Though the intention of patient satisfaction surveys may be altruistic, the focus on patient satisfaction and the surveys designed to measure it could actually lead to a decrease in care quality and an increase in costs, according to recent report from The Hastings Center.
The Hastings Center is a nonpartisan research institution dedicated to bioethics and the public interest.
"Patient satisfaction is an important, valuable element of good healthcare, yet some uses and consequences of patient satisfaction surveys may be problematic," the authors wrote.
The report lists the following unintended consequences that patient satisfaction surveys could cause:
- Providers giving unnecessary or inappropriate care. "An emphasis on patient satisfaction as an indicator of healthcare quality may lead to an excessive emphasis on patients' perspectives and wishes," the authors wrote, and could cause healthcare professionals to cater to those wishes, even if it's not medically necessary.

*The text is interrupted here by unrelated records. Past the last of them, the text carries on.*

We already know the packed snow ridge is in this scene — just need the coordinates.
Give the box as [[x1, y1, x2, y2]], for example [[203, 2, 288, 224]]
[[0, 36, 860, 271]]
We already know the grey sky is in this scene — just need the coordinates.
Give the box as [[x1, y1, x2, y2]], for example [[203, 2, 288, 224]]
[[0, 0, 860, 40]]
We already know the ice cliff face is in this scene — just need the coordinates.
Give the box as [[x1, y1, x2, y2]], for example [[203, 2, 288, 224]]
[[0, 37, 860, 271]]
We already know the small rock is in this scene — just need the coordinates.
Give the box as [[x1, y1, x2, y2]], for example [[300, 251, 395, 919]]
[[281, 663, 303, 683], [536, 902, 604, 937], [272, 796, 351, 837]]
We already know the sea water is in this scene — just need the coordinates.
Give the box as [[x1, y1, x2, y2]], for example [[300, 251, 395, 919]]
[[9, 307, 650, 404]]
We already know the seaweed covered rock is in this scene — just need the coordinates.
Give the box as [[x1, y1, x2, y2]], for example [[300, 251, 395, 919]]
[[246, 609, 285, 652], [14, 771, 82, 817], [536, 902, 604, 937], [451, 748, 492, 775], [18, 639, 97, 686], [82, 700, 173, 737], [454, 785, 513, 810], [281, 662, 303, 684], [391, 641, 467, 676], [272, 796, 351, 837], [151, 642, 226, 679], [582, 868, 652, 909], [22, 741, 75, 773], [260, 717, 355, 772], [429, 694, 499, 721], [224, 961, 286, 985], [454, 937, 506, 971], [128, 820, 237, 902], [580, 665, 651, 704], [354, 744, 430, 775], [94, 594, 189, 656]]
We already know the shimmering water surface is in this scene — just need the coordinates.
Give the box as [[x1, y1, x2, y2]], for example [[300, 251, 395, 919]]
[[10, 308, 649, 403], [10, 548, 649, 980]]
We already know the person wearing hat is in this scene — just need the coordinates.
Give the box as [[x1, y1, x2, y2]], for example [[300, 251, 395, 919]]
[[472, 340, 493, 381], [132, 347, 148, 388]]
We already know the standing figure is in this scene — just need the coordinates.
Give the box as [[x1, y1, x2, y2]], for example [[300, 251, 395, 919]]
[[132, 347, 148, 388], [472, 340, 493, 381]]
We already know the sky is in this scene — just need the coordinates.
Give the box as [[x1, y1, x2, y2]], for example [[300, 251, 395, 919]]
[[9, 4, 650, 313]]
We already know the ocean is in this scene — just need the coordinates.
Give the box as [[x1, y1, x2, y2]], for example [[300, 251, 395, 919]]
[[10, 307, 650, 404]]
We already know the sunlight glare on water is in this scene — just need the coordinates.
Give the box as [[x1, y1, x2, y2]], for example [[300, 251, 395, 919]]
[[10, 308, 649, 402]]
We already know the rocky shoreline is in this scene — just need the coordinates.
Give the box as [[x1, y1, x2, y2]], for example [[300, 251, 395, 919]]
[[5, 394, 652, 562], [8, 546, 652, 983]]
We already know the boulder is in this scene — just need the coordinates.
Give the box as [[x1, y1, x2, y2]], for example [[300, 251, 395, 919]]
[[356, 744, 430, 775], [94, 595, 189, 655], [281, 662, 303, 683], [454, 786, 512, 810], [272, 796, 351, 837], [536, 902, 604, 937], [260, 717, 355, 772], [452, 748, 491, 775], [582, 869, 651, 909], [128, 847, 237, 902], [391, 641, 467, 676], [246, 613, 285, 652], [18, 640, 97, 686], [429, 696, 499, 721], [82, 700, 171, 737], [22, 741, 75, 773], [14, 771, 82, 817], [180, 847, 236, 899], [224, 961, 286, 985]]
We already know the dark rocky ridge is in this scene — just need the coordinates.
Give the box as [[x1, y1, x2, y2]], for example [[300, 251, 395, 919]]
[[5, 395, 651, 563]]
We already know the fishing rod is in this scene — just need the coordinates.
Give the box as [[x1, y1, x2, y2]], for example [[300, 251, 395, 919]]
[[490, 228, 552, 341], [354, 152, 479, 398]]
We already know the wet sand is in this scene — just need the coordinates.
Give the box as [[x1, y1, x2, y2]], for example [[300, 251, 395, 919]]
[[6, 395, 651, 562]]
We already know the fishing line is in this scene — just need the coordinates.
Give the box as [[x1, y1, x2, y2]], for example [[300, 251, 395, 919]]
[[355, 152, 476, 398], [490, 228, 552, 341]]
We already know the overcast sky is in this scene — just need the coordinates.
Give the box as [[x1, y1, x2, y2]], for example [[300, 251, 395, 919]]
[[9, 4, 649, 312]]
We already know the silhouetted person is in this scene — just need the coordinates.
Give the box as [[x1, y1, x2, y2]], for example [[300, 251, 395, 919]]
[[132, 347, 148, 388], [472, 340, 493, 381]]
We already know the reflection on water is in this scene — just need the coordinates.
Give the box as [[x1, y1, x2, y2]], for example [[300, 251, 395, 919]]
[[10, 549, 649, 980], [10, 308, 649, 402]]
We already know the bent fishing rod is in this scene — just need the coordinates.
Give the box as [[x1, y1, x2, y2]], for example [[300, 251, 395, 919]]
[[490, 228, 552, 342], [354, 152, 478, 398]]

- Clinicians telling patients what they want to hear. The authors cited a study that "suggests that the threat of low patient satisfaction scores may lead providers to permit, or even encourage, false beliefs among their patients" because patients tend to rate physicians more poorly if they deliver bad news.
- "Teaching to the test." This phenomenon happens when hospitals strive to meet high patient satisfaction scores and put processes in place to "manipulate" patient responses on the HCAHPS survey. The authors say this practice "raises the question of whether higher HCAHPS scores truly represent higher patient care."
- An ultimate decrease in healthcare quality and increase in costs. The report cites a 2012 study in the Archives of Internal Medicine that directly ties high satisfaction scores to higher overall healthcare costs.
"Ultimately, patient satisfaction surveys may lead healthcare astray, undermining the provision of optimum care for all," the authors conclude.